Over the Easter weekend in 2015, an audacious gang of criminals robbed a safe depository in London’s Hatton Garden, the centre of the UK’s diamond trade. Shortly before, electrical cables under nearby Kingsway had caught on fire, disrupting the emergency services in the area. Coincidence?
Alarms at Hatton Garden Safe Deposit Ltd went off, but the police ignored them. The burglars were caught on CCTV taking jewellery worth up to £20 million. They had used specialist equipment, taking days to tunnel through the walls of the vault.
Within a month nine suspects had been arrested and valuables seized from their homes. They were aged between forty-three and seventy-six, including a father and son. The question was, were they the same gang that had made a similar daring raid in Hatton Garden safe netting £1.5 million over the Christmas holiday in 2004. The culprits then were never caught.
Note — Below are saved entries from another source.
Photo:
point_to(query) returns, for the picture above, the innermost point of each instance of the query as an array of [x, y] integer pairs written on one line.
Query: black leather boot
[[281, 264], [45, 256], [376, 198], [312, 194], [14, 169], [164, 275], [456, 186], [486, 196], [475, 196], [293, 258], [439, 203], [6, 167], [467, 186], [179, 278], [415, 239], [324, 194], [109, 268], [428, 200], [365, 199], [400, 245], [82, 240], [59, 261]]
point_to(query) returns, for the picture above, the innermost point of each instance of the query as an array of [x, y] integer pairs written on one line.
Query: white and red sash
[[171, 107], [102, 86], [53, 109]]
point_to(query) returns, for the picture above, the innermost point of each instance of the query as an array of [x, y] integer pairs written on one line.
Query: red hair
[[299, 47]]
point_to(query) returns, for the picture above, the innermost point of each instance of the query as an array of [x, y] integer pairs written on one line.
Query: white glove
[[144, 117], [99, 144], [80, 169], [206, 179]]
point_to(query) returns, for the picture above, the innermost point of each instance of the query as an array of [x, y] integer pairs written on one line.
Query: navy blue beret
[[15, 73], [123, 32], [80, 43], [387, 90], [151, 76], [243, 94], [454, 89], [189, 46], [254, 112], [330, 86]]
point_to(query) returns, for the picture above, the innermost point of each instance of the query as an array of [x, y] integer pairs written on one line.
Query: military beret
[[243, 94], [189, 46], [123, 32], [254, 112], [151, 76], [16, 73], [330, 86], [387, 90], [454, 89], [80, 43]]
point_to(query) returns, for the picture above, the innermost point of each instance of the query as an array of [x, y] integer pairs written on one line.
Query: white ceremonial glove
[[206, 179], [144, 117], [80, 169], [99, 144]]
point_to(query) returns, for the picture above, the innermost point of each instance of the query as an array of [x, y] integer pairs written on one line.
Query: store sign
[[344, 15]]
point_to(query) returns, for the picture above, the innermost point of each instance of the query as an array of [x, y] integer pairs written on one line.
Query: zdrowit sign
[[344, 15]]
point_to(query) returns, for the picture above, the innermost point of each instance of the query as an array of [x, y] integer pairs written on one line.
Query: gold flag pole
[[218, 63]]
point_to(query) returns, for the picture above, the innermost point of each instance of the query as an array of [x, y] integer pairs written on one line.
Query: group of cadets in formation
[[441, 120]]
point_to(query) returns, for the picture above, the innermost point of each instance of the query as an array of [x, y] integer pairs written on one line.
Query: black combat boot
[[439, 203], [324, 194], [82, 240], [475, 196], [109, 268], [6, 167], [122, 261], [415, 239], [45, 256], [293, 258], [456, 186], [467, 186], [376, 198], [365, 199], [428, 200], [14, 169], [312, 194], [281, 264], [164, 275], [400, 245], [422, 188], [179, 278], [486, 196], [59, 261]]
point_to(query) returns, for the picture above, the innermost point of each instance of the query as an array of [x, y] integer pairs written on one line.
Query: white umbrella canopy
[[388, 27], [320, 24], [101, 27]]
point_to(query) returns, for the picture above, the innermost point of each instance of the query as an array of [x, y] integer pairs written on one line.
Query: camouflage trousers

In 1986, a similar heist had taken place in Los Angeles where a gang drilled a 100-foot tunnel from a storm drain into the vaults of the First Interstate Band in West Hollywood. It inspired the novel The Black Echo. Author Michael Connelly believes his book might have inspired the Hatton Garden heists, and has a grudging respect for the criminals.
“There is no violence and they sweated for the money. And there is a certain class envy,” he said. “We don’t feel too sorry for people who keep fortunes hidden away in safety deposit boxes. Part of us hopes the gang members are now lying on a beach somewhere.”
However, was the Hatton Garden heist so victimless? There have been suggestions that the safety deposit raid was linked to the murder of John ‘Goldfinger’ Palmer – a suspect in the 1983 Brink’s-Mat bullion robbery who was gunned down in Essex in July. The question remains: was Palmer killed for tipping off police about possible suspects?